This fixes a critical mmap_sem lock leak that leads to deadlock when a
page fault with FAULT_FLAG_RETRY_NOWAIT encounters a fatal signal.
The Bug Scenario:
=================
When get_user_pages() is called with FOLL_NOWAIT flag (e.g., from
direct I/O or certain network operations), it sets both
FAULT_FLAG_ALLOW_RETRY and FAULT_FLAG_RETRY_NOWAIT.
The page fault path calls __lock_page_or_retry() which has special
handling for FAULT_FLAG_RETRY_NOWAIT (mm/filemap.c:1025-1026):
if (flags & FAULT_FLAG_RETRY_NOWAIT)
return 0; /* Lock NOT released! */
This returns 0 (page not locked) but mmap_sem is STILL HELD, as
documented by the explicit "CAUTION" comment at line 1022.

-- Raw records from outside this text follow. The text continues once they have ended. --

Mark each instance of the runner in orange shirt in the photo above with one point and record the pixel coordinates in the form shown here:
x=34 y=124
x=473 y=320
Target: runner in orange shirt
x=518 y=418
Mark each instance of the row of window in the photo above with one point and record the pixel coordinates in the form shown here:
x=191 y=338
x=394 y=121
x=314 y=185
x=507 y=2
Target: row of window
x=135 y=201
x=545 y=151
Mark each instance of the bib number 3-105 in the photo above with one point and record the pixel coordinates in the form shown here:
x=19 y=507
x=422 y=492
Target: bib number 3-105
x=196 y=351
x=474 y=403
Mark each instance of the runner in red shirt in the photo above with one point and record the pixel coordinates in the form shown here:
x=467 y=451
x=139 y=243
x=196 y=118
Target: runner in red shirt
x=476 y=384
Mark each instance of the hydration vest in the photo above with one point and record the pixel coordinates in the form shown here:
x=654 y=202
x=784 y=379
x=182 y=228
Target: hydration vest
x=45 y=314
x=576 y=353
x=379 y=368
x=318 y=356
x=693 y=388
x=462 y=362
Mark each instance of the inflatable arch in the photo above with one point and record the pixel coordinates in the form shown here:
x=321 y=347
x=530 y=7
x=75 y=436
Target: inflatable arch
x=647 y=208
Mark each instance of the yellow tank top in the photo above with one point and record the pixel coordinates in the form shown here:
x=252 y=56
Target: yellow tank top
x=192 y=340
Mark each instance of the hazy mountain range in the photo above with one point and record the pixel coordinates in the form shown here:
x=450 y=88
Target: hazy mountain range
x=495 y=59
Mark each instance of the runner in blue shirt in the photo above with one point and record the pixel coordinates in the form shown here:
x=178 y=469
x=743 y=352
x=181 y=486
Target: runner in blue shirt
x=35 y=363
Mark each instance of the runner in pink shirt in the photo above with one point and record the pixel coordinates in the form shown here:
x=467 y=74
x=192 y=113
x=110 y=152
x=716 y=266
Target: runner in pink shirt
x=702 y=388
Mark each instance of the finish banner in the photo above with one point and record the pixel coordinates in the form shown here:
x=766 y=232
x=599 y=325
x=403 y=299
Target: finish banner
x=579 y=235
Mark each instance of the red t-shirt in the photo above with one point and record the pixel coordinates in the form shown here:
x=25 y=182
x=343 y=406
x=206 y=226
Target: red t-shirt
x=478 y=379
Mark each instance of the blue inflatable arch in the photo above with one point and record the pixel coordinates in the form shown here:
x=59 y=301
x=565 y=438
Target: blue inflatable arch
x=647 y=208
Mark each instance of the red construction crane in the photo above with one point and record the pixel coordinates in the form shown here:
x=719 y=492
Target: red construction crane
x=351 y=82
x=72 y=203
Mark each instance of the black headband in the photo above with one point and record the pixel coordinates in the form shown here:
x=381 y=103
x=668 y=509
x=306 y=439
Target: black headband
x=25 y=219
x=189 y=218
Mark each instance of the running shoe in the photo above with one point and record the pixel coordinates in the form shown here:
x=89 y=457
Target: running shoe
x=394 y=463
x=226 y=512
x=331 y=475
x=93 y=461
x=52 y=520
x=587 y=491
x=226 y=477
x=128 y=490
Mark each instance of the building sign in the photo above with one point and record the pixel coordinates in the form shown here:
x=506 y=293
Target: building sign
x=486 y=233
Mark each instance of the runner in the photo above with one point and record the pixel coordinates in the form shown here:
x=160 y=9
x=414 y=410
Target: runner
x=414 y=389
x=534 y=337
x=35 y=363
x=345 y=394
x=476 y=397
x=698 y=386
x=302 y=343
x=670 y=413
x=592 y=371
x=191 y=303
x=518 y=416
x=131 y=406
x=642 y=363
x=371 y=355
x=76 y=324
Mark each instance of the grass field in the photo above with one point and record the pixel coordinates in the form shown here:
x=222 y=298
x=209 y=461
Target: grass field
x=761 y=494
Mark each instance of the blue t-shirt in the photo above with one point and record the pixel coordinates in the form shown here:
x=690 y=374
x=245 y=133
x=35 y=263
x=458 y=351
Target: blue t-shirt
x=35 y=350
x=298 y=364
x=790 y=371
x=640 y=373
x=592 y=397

The fault handler then sets VM_FAULT_RETRY and returns. When
__do_page_fault() sees VM_FAULT_RETRY with a fatal signal pending,
it incorrectly assumes the lock was already released (line 1318
comment: "the mmap_sem has already been released") and returns to
userspace or calls no_context() without releasing the lock.

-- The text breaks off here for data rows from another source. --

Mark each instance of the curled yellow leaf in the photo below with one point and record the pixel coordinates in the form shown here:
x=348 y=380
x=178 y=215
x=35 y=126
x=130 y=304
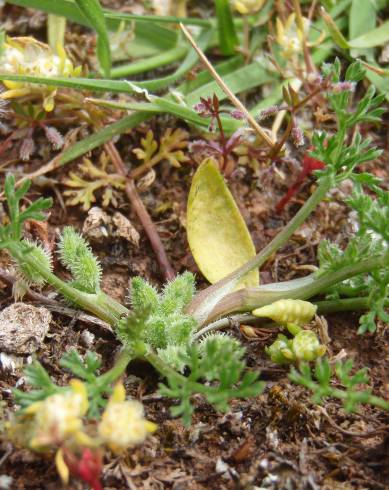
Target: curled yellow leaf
x=217 y=234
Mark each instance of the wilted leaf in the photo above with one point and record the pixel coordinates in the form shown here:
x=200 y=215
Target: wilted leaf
x=218 y=237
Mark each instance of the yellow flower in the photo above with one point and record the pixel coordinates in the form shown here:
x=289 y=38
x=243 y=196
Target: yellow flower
x=59 y=416
x=123 y=424
x=290 y=37
x=286 y=311
x=245 y=7
x=27 y=56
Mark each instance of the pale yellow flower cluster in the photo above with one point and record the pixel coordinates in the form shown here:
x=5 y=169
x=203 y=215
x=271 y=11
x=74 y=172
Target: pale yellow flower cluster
x=290 y=37
x=27 y=56
x=57 y=421
x=59 y=417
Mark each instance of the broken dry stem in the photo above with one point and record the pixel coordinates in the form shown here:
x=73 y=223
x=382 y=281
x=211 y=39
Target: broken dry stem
x=142 y=213
x=235 y=101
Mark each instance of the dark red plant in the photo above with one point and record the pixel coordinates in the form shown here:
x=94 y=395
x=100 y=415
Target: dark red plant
x=210 y=107
x=310 y=164
x=86 y=467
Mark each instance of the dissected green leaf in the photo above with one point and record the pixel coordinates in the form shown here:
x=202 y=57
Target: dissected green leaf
x=218 y=236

Result: Process continues with mmap_sem held, leading to deadlock on
the next page fault or mmap_sem operation.
The Correct Pattern:
====================
The proper handling is documented in fs/userfaultfd.c:331-333:
"If FAULT_FLAG_ALLOW_RETRY is set, the mmap_sem must be released
before returning VM_FAULT_RETRY only if FAULT_FLAG_RETRY_NOWAIT
is not set."
And implemented at lines 444-483:
ret = VM_FAULT_RETRY;
if (vmf->flags & FAULT_FLAG_RETRY_NOWAIT)

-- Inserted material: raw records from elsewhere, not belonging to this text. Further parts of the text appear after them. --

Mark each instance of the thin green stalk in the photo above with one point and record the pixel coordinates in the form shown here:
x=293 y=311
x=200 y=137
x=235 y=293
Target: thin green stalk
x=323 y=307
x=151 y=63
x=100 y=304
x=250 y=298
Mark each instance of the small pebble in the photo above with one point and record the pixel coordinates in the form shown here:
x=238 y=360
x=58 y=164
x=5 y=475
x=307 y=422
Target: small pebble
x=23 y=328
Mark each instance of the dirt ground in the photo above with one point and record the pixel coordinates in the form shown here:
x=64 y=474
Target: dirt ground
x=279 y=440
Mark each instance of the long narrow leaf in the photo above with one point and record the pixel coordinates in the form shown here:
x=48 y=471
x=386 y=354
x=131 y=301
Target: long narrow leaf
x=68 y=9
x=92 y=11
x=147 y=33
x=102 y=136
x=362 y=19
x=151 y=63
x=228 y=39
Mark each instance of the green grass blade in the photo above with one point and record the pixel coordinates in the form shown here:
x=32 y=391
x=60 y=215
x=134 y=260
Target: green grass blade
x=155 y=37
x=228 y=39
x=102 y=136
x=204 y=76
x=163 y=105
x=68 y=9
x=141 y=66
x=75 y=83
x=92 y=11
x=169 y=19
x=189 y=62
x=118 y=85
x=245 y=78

goto out; /* Return WITHOUT releasing lock */
/* ... */
up_read(&mm->mmap_sem); /* Release only in non-NOWAIT case */
The Fix:
========
Before returning to userspace or calling no_context(), explicitly
check if FAULT_FLAG_RETRY_NOWAIT was set. If yes, release mmap_sem
that was left held by __lock_page_or_retry().
The release is needed in both paths:
- Userspace: Cannot return with kernel lock held
- no_context(): May return via fixup_exception() for kernel faults
(e.g., copy_from_user), and cannot continue with lock held
This matches the semantic contract documented in userfaultfd.c.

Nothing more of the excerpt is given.